The small brush icon on the left allow for further refinement of the selection edge. Use this Focus Area Add Tool (E) to brush over ares that should be included in the selection, like the branch along the bottom right. Then use the Focus Area Subtract Tool (E) to remove stray selection areas and small holes in the group of flowers where the background peeks through. Remember, tapping the Left ([) and Right (]) Bracket keys will adjust size of the tool's tip.
Press the Refine Edge button to close the Focus Area box and move on to the Refine Edge settings. Use theses to further adjust the smaller details of the selection edge. We checked the Smart Radius option and set the radius to 2.3 px. Then we set the Smooth to 6 and Feather to 0.5
Press the OK button and Photoshop returns to the regular workspace with a beautiful, tight selection around the flowers that are in focus!
4. Other Image Edits
At this point, the functionality of the new selection feature is complete and you are encouraged to continue on with this selection as you see fit. We will quickly run through the steps we took to generate our final image.
Create a copy of the Background layer by going to Layer > Duplicate Layer. Then use the selection as a layer mask on the new layer by pressing the Add Layer Mask icon at the foot of the Layers panel.

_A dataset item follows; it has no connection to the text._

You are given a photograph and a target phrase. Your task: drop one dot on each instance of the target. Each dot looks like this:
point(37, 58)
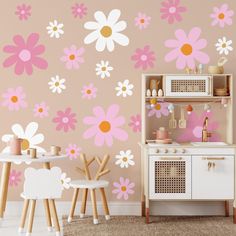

Add a Hue/Saturation Adjustment layer directly over the Background layer. Reduce the Saturation to -48 and increase the Lightness to 15. This will result in a brighter, duller background area that will further accentuate the focal flowers.
Target the Background copy layer and go to Filter > Camera Raw Filter. Set the Clarity slider to +30 and the Vibrance slider to +27.
It's That Easy!
And now you are done! Look how easy it was to generate a tight, usable selection around a focal are in an image. Admittedly, this feature has some very specific applications, but it's a great addition to have for a more well rounded suite of selection options.
Background desaturation is a fairly strong choice when modifying photos, so always approach with caution. This has simply been used to demonstrate this awesome new feature!